U.S. Department of Health and Human Services (HHS)
Although some of the U.S. Food and Drug Administration’s (FDA) inspections aren’t taking place, the agency has said it can respond to emergencies such as a food-borne illness outbreak.
“Some scientific research projects also cannot continue in full,” Reuters reported.
U.S. Department of Agriculture (USDA)
“Food stamp recipients won’t miss their February benefits even if partial government shutdown continues, the U.S. Department of Agriculture announced Tuesday night,” UPI reported.
“The agency found a way to fund the USDA’s Supplemental Nutrition Assistance Program (SNAP) for 38 million Americans without new appropriations from Congress, the agency said in a news release.”
U.S. Department of Transportation (DOT)
At the Department of Transportation 20,400 of its 55,000 employees are on leave.
“That excludes most of the Federal Aviation Administration, where 24,200 are working and the Federal Highway Administration (FHA) where all 2,700 employees are funded through other sources,” Reuters reported.
The New York Times reported on Tuesday on the plight of federal workers who are either working without pay or are on leave. Those who don’t have savings set aside for a rainy day are struggling to pay bills.
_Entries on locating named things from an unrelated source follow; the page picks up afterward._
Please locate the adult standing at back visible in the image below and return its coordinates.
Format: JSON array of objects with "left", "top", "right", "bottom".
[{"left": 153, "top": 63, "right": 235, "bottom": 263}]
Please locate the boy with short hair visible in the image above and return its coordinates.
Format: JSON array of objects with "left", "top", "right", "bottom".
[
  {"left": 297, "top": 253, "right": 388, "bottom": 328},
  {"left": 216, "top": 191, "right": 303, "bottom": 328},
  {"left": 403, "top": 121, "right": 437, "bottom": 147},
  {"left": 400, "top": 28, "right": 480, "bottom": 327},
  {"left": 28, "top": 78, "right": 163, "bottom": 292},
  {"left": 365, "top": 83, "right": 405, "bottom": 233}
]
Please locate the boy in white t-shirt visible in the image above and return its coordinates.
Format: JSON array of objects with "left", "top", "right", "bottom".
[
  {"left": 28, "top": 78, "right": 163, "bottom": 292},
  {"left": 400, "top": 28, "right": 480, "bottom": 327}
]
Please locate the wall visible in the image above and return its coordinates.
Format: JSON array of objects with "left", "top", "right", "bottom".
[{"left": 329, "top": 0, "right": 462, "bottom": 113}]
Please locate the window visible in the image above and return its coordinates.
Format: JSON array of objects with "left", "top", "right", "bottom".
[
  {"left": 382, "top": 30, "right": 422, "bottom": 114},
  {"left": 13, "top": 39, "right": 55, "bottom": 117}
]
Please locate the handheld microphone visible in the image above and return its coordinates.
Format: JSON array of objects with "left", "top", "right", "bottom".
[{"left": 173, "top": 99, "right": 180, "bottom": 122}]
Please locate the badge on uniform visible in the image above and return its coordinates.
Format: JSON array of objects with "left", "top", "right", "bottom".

Some are turning to credit cards.
Tanisha Keller, who works for the U.S. Census Bureau, “used to live paycheck to paycheck.”
“Now she’s “living nothing to nothing,” the Times reported.
Keller is counting on the government to make things right.
“There’s no cushion,” Keller said. “When February rolls around, my rent’s going to be due, and I’m going to need the nation to help.”
CNBC reported on Wednesday that the Democrats had changed their talking points in opposing Trump’s wall agenda to focus on workers like the ones the Times profiled.
”[Trump] has chosen a wall over workers,” House Speaker Nancy Pelosi (D-CA) said on Wednesday as she and Senate Minority Leader Chuck Schumer (NY) used furloughed employees as a backdrop for a press briefing. “The president needs to end his senseless shutdown and reopen the government.”
“Trump, for his part, has downplayed the shutdown’s effect on government workers,” CNBC reported. “On Sunday, the former real estate mogul claimed he ‘can relate’ to federal employees who may not be able to pay bills. He said Wednesday that the workers ‘are terrific patriots’ and ‘a lot of them agree with what I’m doing.’